A: There are a large number of clean technology patent applications. However, I am not certain that it is anymore of a race in this industry than any other. It is a new and developing industry filled with innovation, so it makes sense that so many people are filing patents. That is not to say that people aren’t being aggressive, however people are generally aggressive about filing patent applications in the United States.
Many industries, healthcare in particular, give people the “freedom to operate”. This means you as a company have the ability to sell your product without fear of a patent infringement suit. In the pharmaceutical industry they want high comfort. They want to be extremely secure that they are not going to be sued for patent infringement and enjoined from selling their drug. They have spent millions of dollars to develop their drug and they want to be able to sell it.
On the other hand, in the tech (chip and computer) world, because of the patent trolls (people who buy up patents and sue other people) and all the intermixing of IP, they are much more comfortable with the degree of risk that other industries are not comfortable with. It is said that the life sciences industry tends to be much more risk adverse. If there is a patent out there blocking them, they will not proceed. Industries need to become more comfortable with the risk associated with doing business in an IP area where there are patents all over the place covering all sorts of things. For example, there are carbon patents that regulate the sale and the use of carbon and the value of carbons associated with different things.
The reality is, however, that you are never going to get clearance. No one is ever going to say that you are free to sell and that no one is going to sue you. Lawsuits happen all the time. Becoming comfortable with risk is something that all these industries, biofuels in particular, need because there are so many different parts to the technology. With biofuels there are so many steps: you have plant material, you need to be able to grow it, you need to figure out how to convert it to the fuel, etc. There are going to be patents all along the way. You never know if you are bumping into somebody.

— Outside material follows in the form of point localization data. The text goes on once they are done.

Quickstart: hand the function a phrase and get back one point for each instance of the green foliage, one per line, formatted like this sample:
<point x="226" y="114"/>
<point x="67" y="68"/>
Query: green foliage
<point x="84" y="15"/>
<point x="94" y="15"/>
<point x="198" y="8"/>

Currently, biofuel companies are not running into these problems because there is no money at stake. We look into these things, but there are no deal breakers yet because there are no real products that people are selling. They only sell when there is money and, right now, it is just too expensive.
Q: Are there limitations that will hold us back in trying to protect our inventions?
A: The factor creating tension right now is that we want to have a stronger and bigger IP program. We think protecting these inventions is very important because we are investing in it and we want to be able to have a business advantage down the road by precluding others from entering that space. If I have invested a lot of money to build a whole new industry, I am entitled to patent protection. The counter to this theory is that this is a worldwide problem shared by everyone and we need to solve it. If you hit the market over the head with a patent, people may not be able to do the right thing and we may not get to a solution as fast as we may otherwise be able to.
The concern in the U.S. is that there are a number of smaller, third world, developing countries, and countries that are less economically powerful that attribute the U.S being a world power to the U.S.’s alleged practices of polluting their country. These countries resent the U.S. for their practices and hold that the U.S. has no right to deter them from doing the same. These countries have gone as far as giving the U.S. an ultimatum that if the U.S. does not like their environmental practices, they will ask the U.S. to give them the technology to be more eco-friendly for free.